THE BEST NEWS about affirmative action this year was not that Harvard has met or is close to meeting its far too modest hiring goals for minorities and women, but that a group of students decided to band together to show the uglier side of the University's program. In forming the task force for affirmative action, twelve student groups took upon themselves a job they felt Harvard and the Boston Office of Civil Rights were performing inadequately--ending Harvard's alleged discriminatory practices and setting the University on a path of better faith and more liberal hiring projections.
Harvard has made far from impressive progress in increasing its representation of women and minorities. The tenured faculty here is still 92 per cent white and male, and minorities and women are still represented in greatest proportion in the lowest paying jobs.
So while the University is publicly patting itself on the back, issuing favorable statements, as the Faculty has recently, about the progress made, a tremendous amount remains to be done. As the in-house promotion of Dean Whitlock indicates, beneath the University's liberal facade, administrators are doing the minimum rather than going out of their way--as affirmative action demands they do--to act in better faith.

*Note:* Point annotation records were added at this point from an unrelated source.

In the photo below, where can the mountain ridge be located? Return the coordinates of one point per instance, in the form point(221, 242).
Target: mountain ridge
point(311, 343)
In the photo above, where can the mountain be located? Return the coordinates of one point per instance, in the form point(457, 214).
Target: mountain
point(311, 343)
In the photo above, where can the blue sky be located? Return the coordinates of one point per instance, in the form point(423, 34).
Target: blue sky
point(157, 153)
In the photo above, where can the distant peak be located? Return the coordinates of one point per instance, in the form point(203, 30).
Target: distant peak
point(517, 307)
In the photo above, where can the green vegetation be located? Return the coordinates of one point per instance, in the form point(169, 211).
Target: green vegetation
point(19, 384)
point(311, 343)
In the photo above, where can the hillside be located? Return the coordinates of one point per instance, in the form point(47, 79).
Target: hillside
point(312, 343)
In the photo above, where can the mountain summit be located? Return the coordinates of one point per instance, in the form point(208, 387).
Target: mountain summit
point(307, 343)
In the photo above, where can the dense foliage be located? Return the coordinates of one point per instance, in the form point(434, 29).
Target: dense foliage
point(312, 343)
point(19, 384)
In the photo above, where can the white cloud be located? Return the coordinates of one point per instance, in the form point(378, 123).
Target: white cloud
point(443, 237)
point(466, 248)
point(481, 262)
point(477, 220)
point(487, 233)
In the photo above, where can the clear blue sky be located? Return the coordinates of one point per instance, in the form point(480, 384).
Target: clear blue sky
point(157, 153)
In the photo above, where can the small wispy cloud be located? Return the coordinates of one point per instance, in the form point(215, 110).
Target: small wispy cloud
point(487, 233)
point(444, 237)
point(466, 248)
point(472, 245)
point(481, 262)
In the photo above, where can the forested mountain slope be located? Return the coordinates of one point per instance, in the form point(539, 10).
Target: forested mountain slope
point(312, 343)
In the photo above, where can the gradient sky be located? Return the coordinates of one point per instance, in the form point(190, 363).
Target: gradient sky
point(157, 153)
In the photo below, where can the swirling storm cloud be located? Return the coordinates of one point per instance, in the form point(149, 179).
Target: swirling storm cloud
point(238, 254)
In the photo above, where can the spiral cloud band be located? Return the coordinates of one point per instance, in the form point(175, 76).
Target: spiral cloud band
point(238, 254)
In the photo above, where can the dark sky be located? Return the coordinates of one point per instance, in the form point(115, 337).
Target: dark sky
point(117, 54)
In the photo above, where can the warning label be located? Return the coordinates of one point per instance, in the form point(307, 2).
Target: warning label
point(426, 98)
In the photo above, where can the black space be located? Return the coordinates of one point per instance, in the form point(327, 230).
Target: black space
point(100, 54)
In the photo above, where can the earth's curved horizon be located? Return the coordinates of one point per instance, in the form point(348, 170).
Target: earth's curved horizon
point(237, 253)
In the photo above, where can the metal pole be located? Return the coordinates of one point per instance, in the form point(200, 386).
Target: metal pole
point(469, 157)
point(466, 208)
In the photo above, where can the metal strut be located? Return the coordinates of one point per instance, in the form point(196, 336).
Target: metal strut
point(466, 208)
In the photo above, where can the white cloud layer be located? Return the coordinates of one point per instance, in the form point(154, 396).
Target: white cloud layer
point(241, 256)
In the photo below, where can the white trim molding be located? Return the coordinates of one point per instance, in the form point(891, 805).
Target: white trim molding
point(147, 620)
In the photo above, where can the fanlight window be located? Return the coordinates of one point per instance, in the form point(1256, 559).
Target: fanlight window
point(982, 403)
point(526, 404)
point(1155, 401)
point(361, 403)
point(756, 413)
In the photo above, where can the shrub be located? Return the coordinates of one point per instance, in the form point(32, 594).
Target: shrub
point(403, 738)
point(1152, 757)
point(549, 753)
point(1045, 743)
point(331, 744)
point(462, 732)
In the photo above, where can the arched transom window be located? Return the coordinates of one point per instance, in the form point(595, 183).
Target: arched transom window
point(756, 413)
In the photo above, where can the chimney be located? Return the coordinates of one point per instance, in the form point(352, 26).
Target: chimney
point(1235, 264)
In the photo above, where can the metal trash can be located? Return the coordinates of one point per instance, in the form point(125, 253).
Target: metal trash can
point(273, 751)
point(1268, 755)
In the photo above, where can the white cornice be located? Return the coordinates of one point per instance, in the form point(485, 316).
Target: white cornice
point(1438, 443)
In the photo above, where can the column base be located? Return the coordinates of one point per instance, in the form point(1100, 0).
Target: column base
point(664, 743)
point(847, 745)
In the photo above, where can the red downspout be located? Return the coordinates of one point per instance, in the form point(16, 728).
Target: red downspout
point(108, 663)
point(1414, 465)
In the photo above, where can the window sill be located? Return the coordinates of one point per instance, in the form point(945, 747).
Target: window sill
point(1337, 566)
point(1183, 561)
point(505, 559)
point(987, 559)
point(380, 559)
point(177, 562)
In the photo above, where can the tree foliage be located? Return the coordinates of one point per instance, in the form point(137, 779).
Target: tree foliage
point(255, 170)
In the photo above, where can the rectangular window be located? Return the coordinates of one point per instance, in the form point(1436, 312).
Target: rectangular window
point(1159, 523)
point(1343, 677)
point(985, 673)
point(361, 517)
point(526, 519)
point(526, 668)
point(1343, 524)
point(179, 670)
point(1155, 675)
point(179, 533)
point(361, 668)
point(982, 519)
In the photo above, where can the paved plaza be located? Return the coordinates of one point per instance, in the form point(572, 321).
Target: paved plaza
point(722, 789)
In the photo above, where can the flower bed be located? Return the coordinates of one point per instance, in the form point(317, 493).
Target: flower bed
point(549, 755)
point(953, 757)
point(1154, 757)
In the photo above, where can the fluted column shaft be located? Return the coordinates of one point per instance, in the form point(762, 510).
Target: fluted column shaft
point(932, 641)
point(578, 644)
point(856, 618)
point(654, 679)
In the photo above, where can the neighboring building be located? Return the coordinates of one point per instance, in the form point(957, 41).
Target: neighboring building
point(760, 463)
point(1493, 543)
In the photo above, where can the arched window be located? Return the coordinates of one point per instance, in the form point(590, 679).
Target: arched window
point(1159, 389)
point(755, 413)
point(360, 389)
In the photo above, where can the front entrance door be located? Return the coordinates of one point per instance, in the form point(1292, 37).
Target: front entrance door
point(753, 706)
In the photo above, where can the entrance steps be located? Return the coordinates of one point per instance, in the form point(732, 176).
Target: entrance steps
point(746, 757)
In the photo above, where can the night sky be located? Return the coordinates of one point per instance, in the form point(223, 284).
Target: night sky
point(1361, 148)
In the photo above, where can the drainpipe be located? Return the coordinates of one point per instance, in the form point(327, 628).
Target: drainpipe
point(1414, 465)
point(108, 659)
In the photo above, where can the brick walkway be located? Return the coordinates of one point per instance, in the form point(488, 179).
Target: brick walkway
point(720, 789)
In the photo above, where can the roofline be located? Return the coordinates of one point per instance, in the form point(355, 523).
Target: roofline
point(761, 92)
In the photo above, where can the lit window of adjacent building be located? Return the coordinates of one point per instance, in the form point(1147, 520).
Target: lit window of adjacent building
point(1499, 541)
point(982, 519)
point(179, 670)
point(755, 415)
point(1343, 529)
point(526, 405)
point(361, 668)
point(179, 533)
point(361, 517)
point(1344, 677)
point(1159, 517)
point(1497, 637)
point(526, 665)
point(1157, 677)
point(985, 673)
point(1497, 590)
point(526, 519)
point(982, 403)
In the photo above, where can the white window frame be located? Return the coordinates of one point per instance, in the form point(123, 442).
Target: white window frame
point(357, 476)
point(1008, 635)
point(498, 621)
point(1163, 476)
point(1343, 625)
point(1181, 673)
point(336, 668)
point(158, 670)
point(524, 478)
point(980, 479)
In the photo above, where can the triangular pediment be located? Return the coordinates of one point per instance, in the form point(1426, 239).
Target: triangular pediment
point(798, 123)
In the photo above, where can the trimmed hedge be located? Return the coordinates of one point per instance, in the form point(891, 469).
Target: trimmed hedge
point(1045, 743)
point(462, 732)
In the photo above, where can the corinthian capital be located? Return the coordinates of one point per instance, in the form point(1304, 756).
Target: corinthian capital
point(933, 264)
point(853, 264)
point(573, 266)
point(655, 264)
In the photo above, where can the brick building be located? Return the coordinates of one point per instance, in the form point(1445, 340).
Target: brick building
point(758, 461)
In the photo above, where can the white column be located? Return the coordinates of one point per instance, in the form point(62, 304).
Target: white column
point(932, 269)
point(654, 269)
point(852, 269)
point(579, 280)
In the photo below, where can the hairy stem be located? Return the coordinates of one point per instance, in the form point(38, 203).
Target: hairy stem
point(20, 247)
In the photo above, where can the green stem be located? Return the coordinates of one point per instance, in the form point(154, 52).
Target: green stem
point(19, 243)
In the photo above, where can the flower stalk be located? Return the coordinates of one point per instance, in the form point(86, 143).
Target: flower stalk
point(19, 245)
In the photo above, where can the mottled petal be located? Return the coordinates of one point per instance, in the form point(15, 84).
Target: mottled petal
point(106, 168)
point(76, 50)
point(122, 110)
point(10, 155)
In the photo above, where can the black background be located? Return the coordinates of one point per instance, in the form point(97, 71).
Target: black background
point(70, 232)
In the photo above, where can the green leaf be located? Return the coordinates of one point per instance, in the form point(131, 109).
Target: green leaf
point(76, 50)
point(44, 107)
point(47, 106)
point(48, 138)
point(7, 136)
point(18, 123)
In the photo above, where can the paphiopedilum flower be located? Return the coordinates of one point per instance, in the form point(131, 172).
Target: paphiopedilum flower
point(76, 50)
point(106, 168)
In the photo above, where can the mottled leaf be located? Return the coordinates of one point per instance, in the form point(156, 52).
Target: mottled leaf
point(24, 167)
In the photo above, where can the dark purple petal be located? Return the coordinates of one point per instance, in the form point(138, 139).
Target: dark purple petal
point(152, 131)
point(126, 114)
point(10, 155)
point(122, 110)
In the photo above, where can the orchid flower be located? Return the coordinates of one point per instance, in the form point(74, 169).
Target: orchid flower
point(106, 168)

No student group, however, should take on this responsibility alone. Lacking funds, student support and student interest, the task force has had to move slowly toward its goal. And the real tragedy lies in the fact that this ought not to be the task of students at all. The University must push itself toward more willing and fuller compliance by changing its attitude toward increasing minority and female representation. And if Harvard continues to refuse to make this change, it is the responsibility of the Office of Civil Rights to force compliance with federal guidelines.
The task force is to be applauded for its efforts, and the University and the government officers seriously criticized for forcing students to assume their mandated responsibilities.